Muchos de estos fondos, de tamaños mayores a Estados completos, participan activamente del mercado de deudas soberanas y, por ende, de toda reestructuración que se haga. Templeton, BlackRock, Pimco y Fidelity por ejemplo, participaron de la reestructuración en Ucrania, y son actores centrales en el caso de Argentina. Algunos de estos fondos aprovecharon la desvalorización de los bonos argentinos, varios de los cuales cotizaron por debajo del 30% de su valor nominal en estos últimos días. La caída en el valor fomenta a estos actores incrementar sus tenencias de deuda argentina, porque permite solventar la larga espera que supone un litigio buscando cobrar el 100%. O incluso obtener grandes ganancias inmediatas en escenarios de reestructuración con quita.
Desafíos de siempre en la urgencia de hoy
Cada país está lanzando paquetes de acción a la altura de sus posibilidades no solo para enfrentar la pandemia sino también la crisis económica, que se avizora incluso más prolongada que el coronavirus.
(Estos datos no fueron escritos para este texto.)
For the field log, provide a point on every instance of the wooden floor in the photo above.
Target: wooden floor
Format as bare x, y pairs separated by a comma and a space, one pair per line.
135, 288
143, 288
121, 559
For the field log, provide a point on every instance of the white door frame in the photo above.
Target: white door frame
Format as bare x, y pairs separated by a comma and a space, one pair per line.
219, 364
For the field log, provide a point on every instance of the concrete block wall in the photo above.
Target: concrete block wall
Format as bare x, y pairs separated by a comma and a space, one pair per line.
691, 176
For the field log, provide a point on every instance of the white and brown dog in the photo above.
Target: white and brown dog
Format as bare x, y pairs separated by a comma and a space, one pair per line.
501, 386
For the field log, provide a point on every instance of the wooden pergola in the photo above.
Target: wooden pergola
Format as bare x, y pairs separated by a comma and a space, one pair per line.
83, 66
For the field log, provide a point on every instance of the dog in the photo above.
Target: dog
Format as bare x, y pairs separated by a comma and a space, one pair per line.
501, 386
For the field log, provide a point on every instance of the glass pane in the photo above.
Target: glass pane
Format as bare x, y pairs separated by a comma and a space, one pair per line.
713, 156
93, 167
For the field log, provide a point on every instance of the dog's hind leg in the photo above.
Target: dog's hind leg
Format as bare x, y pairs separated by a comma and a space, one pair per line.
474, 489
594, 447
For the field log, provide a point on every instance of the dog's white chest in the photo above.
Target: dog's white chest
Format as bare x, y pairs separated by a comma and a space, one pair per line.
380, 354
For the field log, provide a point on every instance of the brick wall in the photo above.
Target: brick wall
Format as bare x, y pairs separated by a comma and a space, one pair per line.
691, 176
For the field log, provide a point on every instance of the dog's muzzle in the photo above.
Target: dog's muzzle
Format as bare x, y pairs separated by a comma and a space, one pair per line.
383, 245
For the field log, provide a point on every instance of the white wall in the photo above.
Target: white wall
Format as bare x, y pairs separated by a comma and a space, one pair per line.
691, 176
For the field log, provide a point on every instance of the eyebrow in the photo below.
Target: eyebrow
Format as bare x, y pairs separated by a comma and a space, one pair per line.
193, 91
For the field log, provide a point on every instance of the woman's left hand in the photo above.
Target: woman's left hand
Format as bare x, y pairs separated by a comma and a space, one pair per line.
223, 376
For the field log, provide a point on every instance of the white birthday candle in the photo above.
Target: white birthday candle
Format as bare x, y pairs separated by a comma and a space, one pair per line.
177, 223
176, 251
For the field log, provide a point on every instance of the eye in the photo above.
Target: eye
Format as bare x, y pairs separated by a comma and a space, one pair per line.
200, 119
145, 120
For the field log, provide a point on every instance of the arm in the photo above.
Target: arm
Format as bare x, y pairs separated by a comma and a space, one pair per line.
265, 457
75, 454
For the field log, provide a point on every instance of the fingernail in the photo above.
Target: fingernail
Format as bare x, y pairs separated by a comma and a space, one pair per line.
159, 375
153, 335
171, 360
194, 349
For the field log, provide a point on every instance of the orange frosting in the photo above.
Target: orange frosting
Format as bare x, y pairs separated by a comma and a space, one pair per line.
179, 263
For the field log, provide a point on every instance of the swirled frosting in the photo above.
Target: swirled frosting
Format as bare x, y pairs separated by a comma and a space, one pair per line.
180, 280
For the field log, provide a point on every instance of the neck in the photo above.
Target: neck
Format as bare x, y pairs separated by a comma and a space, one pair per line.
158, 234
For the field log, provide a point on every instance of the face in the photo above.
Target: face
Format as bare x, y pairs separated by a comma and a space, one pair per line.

Se han anunciado posibles estatizaciones en varios países europeos, que el estado se ghaga cargo de parte del pago de salarios, diferimiento de impuestos, moratorias de deudas, congelamientos de alquileres o precios máximos. La lista no tiene fin, porque tiempos de crisis son para medidas osadas.
Argentina debe plantearse la necesidad de garantizar el control público sobre actividades sensibles, que prueban ser claves en contextos de crisis, como salud o energía. Se vuelve evidente la relevancia de los controles de capitales para evitar mayores cimbronazos ante estas desestabilizaciones.
Y especialmente en lo relativo a la deuda, urge modificar las prioridades. Continuar los pagos en este contexto de urgencias parece, al menos, inconsistente. Una moratoria indefinida, en el marco de la crisis, no resultaría extraño a nadie. Es el momento de suspender pagos, aprovechando la coyuntura para avanzar en la auditoría. La oferta de canje en curso, que no es de conocimiento público, permite a los especuladores revalorizar sus activos en un mundo en crisis. Con fondos de inversión con capacidad de veto, por poseer más del 25% del total de bonos, ¿es esperable una salida que nos beneficie? La discusión no es solo proteger los derechos humanos en nuestro país, jaqueados por la deuda, sino insistir con el planteo a escala mundial: urge reordenar las prioridades del sistema financiero internacional, y esto no se hace sino con mayores regulaciones.